Binary Tree Implementation
Here's a complete implementation to find the nth node in inorder traversal ?
class BinaryTree_struct:
def __init__(self, key=None):
self.key = key
self.left = None
self.right = None
def set_root(self, key):
self.key = key
def inorder_nth(self, n):
return self.inorder_nth_helper_fun(n, [])
def inorder_nth_helper_fun(self, n, in_ord):
if self.left is not None:
temp = self.left.inorder_nth_helper_fun(n, in_ord)
if temp is not None:
return temp
in_ord.append(self)
if n == len(in_ord):
return self
if self.right is not None:
temp = self.right.inorder_nth_helper_fun(n, in_ord)
if temp is not None:
return temp
def insert_to_left(self, new_node):
self.left = new_node
def insert_to_right(self, new_node):
self.right = new_node
def search_elem(self, key):
if self.key == key:
return self
if self.left is not None:
temp = self.left.search_elem(key)
if temp is not None:
return temp
if self.right is not None:
temp = self.right.search_elem(key)
return temp
return None
# Create a simple example tree
root = BinaryTree_struct(10)
root.insert_to_left(BinaryTree_struct(5))
root.insert_to_right(BinaryTree_struct(15))
root.left.insert_to_left(BinaryTree_struct(3))
root.left.insert_to_right(BinaryTree_struct(7))
# Find 3rd node in inorder traversal
third_node = root.inorder_nth(3)
if third_node:
print(f"3rd node in inorder traversal: {third_node.key}")
else:
print("Index exceeds tree size")
# Find all nodes to see the sequence
def inorder_display(node, result=[]):
if node is not None:
inorder_display(node.left, result)
result.append(node.key)
inorder_display(node.right, result)
return result
nodes = inorder_display(root, [])
print(f"Complete inorder sequence: {nodes}")
3rd node in inorder traversal: 7 Complete inorder sequence: [3, 5, 7, 10, 15]
Interactive Menu System
Here's a more robust interactive version that handles user input ?
btree_instance = None
print('Menu (assumes no duplicate keys)')
print('insert <data> at root')
print('insert <data> left of <data>')
print('insert <data> right of <data>')
print('inorder <position>')
print('quit')
while True:
user_input = input('What would you like to do? ').split()

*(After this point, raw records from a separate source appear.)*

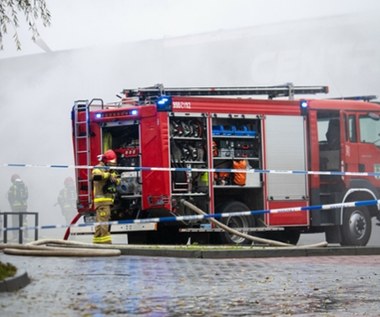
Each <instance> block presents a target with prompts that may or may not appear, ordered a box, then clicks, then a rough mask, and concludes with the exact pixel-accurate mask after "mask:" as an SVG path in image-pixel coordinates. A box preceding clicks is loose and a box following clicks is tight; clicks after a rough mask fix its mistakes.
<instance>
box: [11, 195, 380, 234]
mask: <svg viewBox="0 0 380 317" xmlns="http://www.w3.org/2000/svg"><path fill="white" fill-rule="evenodd" d="M374 205H377V206H378V208H380V200H362V201H353V202H346V203H336V204H326V205H312V206H303V207H288V208H277V209H263V210H248V211H238V212H227V213H226V212H224V213H214V214H207V215H187V216H177V217H175V216H171V217H161V218H145V219H127V220H118V221H108V222H93V223H80V224H71V225H70V224H68V225H66V224H65V225H62V224H61V225H41V226H34V227H9V228H3V230H4V231H12V230H22V231H23V230H44V229H63V228H68V227H70V228H72V227H91V226H97V225H124V224H134V223H139V224H142V223H159V222H161V223H162V222H178V221H191V220H203V219H209V218H217V219H219V218H228V217H237V216H254V215H261V214H270V213H272V214H274V213H286V212H300V211H310V210H319V209H322V210H331V209H336V208H350V207H360V206H374Z"/></svg>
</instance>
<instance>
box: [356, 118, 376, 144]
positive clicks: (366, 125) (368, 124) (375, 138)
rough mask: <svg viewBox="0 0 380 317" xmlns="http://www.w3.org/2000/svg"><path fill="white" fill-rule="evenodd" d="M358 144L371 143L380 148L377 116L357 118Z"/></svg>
mask: <svg viewBox="0 0 380 317" xmlns="http://www.w3.org/2000/svg"><path fill="white" fill-rule="evenodd" d="M359 129H360V142H362V143H373V144H376V146H380V120H379V116H378V115H377V116H374V115H373V114H371V115H366V116H360V118H359Z"/></svg>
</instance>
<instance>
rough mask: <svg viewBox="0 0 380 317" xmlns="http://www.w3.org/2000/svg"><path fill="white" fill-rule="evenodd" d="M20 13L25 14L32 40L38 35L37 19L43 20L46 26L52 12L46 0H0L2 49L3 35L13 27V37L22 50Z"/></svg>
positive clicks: (0, 45) (0, 44) (45, 25)
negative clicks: (19, 18)
mask: <svg viewBox="0 0 380 317" xmlns="http://www.w3.org/2000/svg"><path fill="white" fill-rule="evenodd" d="M19 14H23V15H24V16H25V19H26V22H27V24H28V25H29V30H30V32H31V33H32V40H33V41H35V40H36V39H37V38H38V36H39V33H38V29H37V21H38V20H41V21H42V23H43V25H44V26H45V27H47V26H49V25H50V12H49V10H48V8H47V6H46V1H45V0H1V1H0V50H2V49H3V37H4V35H5V34H7V33H8V28H13V30H14V34H13V38H14V40H15V42H16V47H17V49H18V50H21V42H20V40H19V37H18V33H17V28H18V27H19V19H18V16H19Z"/></svg>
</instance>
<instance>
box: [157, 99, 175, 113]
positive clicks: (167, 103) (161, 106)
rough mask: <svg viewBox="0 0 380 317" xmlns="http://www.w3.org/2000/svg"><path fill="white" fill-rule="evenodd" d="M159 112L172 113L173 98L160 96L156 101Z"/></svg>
mask: <svg viewBox="0 0 380 317" xmlns="http://www.w3.org/2000/svg"><path fill="white" fill-rule="evenodd" d="M156 106H157V111H159V112H164V111H172V108H173V100H172V97H171V96H160V97H158V98H157V99H156Z"/></svg>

operation = user_input[0].strip().lower()
if operation == 'insert':
data = int(user_input[1])
new_node = BinaryTree_struct(data)
suboperation = user_input[2].strip().lower()
if suboperation == 'at':
btree_instance = new_node
else:
position = user_input[4].strip().lower()
key = int(position)
ref_node = None
if btree_instance is not None:
ref_node = btree_instance.search_elem(key)
if ref_node is None:
print('No such key.')
continue
if suboperation == 'left':
ref_node.insert_to_left(new_node)
elif suboperation == 'right':
ref_node.insert_to_right(new_node)
elif operation == 'inorder':
if btree_instance is not None:
index = int(user_input[1].strip().lower())
node = btree_instance.inorder_nth(index)
if node is not None:
print(f'nth term of inorder traversal: {node.key}')
else:
print('The index exceeds maximum possible index.')
else:
print('The tree is empty...')
elif operation == 'quit':
break
How It Works
The algorithm uses a recursive helper function that:
- Traverses left subtree first and checks if nth node is found
- Visits current node by adding it to the traversal list
- Checks if current position matches the desired nth position
- Continues to right subtree if nth node not yet found
Key Features
| Feature | Description |
|---|---|
| Time Complexity | O(n) in worst case |
| Space Complexity | O(h + n) where h is height |
| Early Termination | Stops when nth node is found |
| Error Handling | Returns None if n exceeds tree size |
Conclusion
This implementation efficiently finds the nth node in inorder traversal by combining recursive traversal with early termination. The helper function maintains a count and returns immediately when the target position is reached, making it more efficient than complete traversal.